Ardeth returns to life in the immediate aftermath of the Battle of Waterloo. He seeks out a hospital tent where he helps treat the wounded and dying. Also working there is Imogene Macklin. Genie has no other place to go. Her officer husband was killed - not in the battle but by his lover's husband when he found them together in bed. She and Elgin had been forced to marry after her sisterís cruel trick put them in a compromising position. Elgin had never revealed they were married to his superiors because he feared marriage would limit his Army career. She has no one - neither family nor friends - to turn to. Moreover, Genie is pregnant with Elgin's child.

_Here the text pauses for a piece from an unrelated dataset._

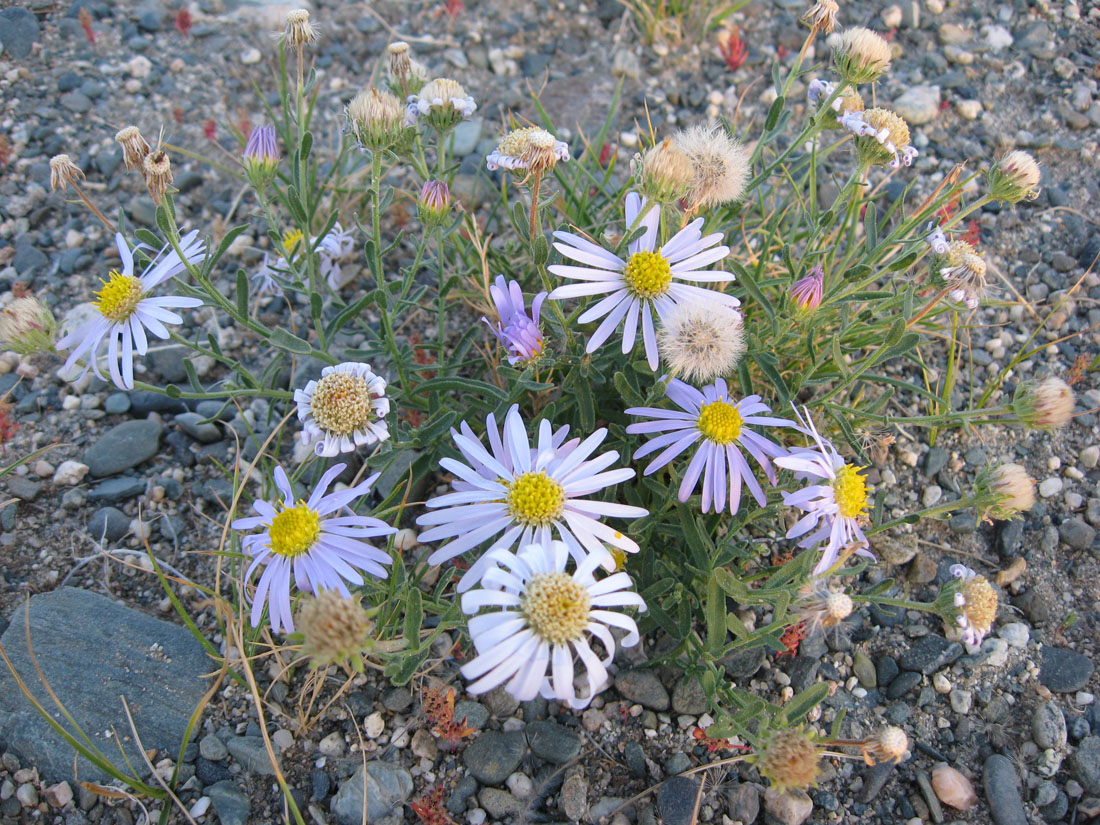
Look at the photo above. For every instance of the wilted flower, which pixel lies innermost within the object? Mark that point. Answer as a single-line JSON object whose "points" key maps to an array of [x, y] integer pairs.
{"points": [[518, 332], [976, 604], [719, 165], [531, 149], [809, 290], [1014, 177], [433, 205], [859, 55], [261, 155], [1045, 405], [789, 759], [663, 173], [376, 119], [442, 103], [701, 340], [134, 146], [26, 327], [63, 172], [881, 136], [336, 629], [545, 617]]}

Ardeth admires Genie and proposes they marry. He is the Earl of Ardsley and even though he is unlikely to survive more than six months, she and her baby will have the security that title and wealth can provide. Genie is reluctant, but her circumstances give her few options.

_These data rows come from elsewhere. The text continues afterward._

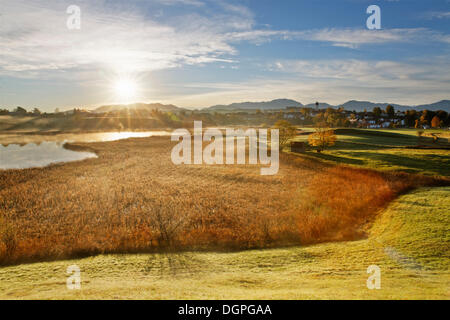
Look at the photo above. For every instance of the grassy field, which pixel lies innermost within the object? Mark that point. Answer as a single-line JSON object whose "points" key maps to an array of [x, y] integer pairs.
{"points": [[132, 198], [152, 230], [387, 150], [409, 241]]}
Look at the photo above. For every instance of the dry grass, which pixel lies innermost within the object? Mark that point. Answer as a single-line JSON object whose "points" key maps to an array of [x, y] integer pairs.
{"points": [[133, 199]]}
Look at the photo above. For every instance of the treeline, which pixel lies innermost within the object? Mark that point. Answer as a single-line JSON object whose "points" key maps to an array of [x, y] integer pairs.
{"points": [[333, 117]]}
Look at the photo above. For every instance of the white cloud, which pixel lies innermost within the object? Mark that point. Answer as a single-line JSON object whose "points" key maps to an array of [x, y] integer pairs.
{"points": [[351, 38], [333, 81], [34, 37]]}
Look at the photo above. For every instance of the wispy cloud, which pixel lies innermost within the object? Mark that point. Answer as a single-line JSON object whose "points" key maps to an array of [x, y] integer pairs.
{"points": [[438, 15], [351, 38]]}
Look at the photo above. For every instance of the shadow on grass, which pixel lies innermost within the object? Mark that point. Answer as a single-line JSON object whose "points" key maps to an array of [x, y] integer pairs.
{"points": [[329, 157], [438, 164]]}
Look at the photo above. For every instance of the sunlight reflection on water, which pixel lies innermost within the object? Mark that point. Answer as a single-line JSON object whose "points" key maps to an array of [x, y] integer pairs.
{"points": [[40, 151]]}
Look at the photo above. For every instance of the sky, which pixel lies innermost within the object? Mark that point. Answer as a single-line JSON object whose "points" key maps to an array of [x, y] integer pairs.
{"points": [[198, 53]]}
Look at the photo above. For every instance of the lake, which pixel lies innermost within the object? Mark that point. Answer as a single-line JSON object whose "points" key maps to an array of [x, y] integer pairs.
{"points": [[30, 151]]}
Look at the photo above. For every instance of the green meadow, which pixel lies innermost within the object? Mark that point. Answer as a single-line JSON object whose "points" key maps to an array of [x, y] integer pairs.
{"points": [[409, 242]]}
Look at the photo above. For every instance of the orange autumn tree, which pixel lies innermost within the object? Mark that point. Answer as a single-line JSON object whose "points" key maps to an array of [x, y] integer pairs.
{"points": [[323, 137], [436, 122]]}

They marry quickly and travel to England where Ardeth, who has been preparing for this moment for centuries, will regain his earthly status. He is actively trying to retrieve the hourglass Satan threw away. He has advertised widely, and many hourglasses have been sent to him but not the right one.
Genie fears that she will never be accepted socially, even by her own family, but Ardeth patiently works to reestablish her. Genie, who wonders exactly what sort of being she has married, gradually comes to realize that Ardeth is a genuinely good person.
Now that he is close to achieving his goals, are he and Genie doomed to have only six months together?
Barbara Metzger wrote Regency romances for Signet. With the demise of the Signet Regency line, she has made a switch in genre. The Hourglass, set in Regency times, is a fantasy romance with heavy emphasis on the fantasy. Readers will need to be comfortable with the hybrid genre to enjoy the story. Some of the elements - such as the easy acceptance of a talking crow - strain credulity. With a heft dose of willing suspension of disbelief, however, The Hourglass is an entertaining tale.
The book's strength is in character development. Both Ardeth and Genie are appealing and even admirable characters. For years Genie has been unappreciated and persecuted. Ardeth is determined to right the wrongs done to her. His tactics are unerring. It's an underlying thread in the story that Ardeth demonstrates more humanity than most of the fully live persons around him. Of course, he's had centuries to mend his ways.
Barbara Metzger's Regency romance fans will be pleased to see that the author's career has not been derailed. The Hourglass is likely to please her readers and possibly gain her new ones.